Selling of shipping stocks after they went ex-dividend and energy stocks tracking crude oil prices lower offset gains in chip stocks and follow-on from a Wall Street rally overnight.

Investors were also cautious amid uncertainty over a potential U.S. shutdown and the ongoing auto workers strike, along with key economic data next week, including the Bank of Japan's tankan survey and the U.S. monthly payrolls report.

"The risks to the U.S. economy are rising, and uncertainty is building," Nomura Securities strategist Maki Sawada said.

"It's very difficult to buy Japanese stock actively in such an environment."

The Nikkei edged down 0.05% to 31,857.62, bringing its loss for the week to 1.68%.

The broader Topix, with its lower concentration of tech shares, fell 0.92% for the day, and 2.23% for the week.

An index of Topix-listed value stocks tumbled 1.55%, while a growth stock index slipped 0.24%.

The Nikkei has lost more than 4% this quarter, its first quarterly decline since last September and its biggest since the previous June.

The benchmark index hit its highest since early 1990 at 3,3772.89 in mid June, and has slid about 5% since the most recent peak in the middle of this month.

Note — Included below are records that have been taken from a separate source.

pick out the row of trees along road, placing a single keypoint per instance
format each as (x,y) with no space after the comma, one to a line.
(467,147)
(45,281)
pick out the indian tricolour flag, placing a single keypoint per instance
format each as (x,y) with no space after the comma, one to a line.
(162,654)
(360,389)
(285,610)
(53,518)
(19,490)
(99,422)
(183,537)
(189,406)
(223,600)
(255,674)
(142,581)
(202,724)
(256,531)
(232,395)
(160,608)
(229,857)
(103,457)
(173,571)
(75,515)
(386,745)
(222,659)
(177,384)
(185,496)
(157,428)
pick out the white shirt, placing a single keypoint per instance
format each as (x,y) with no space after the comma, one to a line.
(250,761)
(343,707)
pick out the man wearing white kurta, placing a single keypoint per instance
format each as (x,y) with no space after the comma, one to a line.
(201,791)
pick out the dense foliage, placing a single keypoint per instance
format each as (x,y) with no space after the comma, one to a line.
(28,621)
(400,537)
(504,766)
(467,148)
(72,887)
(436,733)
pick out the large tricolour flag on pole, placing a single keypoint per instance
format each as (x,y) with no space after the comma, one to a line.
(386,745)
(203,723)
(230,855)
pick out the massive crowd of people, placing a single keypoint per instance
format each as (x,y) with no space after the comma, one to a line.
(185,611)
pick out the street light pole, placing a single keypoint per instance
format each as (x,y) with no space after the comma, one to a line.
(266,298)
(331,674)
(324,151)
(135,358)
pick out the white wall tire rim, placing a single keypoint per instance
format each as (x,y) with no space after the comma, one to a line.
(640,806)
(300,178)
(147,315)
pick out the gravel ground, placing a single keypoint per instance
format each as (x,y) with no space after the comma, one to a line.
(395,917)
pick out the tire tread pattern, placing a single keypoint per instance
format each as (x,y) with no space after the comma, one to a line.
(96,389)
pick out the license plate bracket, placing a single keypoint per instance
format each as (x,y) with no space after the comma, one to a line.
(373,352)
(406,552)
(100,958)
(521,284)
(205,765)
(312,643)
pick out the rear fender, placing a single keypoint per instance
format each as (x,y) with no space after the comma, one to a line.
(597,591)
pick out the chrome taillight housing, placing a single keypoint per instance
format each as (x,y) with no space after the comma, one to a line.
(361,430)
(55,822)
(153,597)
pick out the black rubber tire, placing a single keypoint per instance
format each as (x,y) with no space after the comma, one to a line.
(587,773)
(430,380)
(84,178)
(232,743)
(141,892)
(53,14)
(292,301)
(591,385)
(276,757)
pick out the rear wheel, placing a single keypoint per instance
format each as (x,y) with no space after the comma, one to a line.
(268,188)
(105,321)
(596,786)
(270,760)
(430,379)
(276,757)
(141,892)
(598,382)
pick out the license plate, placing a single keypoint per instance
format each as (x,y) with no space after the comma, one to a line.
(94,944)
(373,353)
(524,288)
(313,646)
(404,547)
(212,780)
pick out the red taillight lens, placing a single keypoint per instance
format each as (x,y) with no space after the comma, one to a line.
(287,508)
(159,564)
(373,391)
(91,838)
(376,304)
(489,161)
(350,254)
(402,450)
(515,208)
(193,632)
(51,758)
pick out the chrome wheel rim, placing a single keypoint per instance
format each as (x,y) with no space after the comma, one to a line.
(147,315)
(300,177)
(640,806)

Shippers, which pay the highest dividends among Japanese stocks, tumbled 4.38% to be the worst performer by far among the Tokyo Stock Exchange's 33 industry groups.

Oil and coal producers slumped 2.92%.

On the Nikkei, tech was the only bright spot, but the heavy weighting of some semiconductor stocks spared the index from deeper blushes.

Chip-testing equipment maker Advantest, which counts Nvidia among its customers, surged 2.98%, while chip-testing equipment giant Tokyo Electron advanced 2.58%.